Given a string, find the length of the longest substring without repeating characters.
Solution signature:
int lengthOfLongestSubstring(String str)
We can apply a brute force approach, and try each character as the starting point for our longest substring without repeating characters, and select the longest one. This will result in scanning to the right of each index in the array, an O(n^2) complexity.
This brute force approach can in fact be optimized, so that we only scan the entire array once to obtain the final result. The optimization makes use reuses the work we have done to ensure the uniqueness of the characters until the point a duplicate if found. Attempting to start our next longest non repeating string from the previous starting point + 1 is a waste of all the characters we've already scanned.

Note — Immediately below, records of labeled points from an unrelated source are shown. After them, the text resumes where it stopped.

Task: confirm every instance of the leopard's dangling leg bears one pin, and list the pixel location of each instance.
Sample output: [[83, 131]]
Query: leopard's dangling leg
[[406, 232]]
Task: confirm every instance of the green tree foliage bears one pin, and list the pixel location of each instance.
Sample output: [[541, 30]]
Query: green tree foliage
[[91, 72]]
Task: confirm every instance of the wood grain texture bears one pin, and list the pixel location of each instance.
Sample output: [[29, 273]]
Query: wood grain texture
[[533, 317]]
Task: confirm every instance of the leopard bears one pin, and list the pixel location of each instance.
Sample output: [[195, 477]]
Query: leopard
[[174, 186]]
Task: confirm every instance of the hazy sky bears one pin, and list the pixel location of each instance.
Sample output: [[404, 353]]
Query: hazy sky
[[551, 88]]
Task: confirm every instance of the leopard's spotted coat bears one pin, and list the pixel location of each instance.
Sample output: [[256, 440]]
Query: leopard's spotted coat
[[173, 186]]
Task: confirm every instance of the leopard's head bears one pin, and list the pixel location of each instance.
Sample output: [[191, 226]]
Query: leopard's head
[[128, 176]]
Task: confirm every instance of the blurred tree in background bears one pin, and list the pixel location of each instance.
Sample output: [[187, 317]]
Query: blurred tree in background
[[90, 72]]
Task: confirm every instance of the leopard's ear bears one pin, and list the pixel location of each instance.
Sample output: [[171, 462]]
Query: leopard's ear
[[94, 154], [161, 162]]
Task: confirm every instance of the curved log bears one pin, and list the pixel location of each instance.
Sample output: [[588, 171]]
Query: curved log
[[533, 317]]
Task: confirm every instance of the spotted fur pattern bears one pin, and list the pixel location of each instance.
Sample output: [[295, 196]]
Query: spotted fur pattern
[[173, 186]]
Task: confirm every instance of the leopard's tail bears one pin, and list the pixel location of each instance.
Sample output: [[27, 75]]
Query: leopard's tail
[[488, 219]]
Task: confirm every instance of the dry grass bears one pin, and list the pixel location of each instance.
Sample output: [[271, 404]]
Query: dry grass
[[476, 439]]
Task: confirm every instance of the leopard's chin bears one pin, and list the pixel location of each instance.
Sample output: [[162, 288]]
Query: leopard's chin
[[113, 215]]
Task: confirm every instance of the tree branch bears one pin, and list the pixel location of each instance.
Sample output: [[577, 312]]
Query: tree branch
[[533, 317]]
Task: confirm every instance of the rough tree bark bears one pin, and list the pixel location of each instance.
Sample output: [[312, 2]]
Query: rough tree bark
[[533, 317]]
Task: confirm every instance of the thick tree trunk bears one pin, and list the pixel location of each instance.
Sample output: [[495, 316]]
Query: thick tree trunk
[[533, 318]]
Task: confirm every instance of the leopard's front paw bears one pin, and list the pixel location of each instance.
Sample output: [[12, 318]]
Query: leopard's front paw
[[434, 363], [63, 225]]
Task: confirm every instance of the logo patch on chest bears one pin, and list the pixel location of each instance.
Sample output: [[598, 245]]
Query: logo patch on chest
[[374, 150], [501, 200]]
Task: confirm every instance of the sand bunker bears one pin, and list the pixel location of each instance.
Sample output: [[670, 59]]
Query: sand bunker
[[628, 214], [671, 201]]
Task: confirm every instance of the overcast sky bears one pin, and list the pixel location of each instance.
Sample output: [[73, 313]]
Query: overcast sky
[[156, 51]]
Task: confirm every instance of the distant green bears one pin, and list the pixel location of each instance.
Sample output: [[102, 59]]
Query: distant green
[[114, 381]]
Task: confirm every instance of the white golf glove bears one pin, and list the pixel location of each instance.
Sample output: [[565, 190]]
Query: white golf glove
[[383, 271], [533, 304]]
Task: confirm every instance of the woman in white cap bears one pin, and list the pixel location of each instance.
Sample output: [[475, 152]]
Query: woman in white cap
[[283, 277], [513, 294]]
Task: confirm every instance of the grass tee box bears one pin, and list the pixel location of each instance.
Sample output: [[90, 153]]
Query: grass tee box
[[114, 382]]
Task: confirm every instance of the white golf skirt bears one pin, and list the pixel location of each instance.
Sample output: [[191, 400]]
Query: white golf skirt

We maintain a logical window, so that str.substring(window.start, window.end)
(i.e., from index start
until index end
, excluding end
) is a substring of str
without repeating characters. We start with both the window.start
and window.end
set to 0
, i.e., the beginning of the input string. The brute force approach would try to advance window.end
by one each time and examine for uniqueness. If the corresponding substring is no longer unique, then we record the current's window length and set window.start
to window.start + 1
, and set window.end
to the new window.start
so that we can start the whole process again starting from the new window.start
.
The optimization does not set window.start
to window.start + 1
when a duplicate is encountered. Instead, it sets window.start
to str.indexOf(duplicateChar, window.start) + 1
, that is, the immediate index after the duplicate character within the current window. We have already made sure that [str.indexOf(duplicateChar, window.start) + 1, window.end)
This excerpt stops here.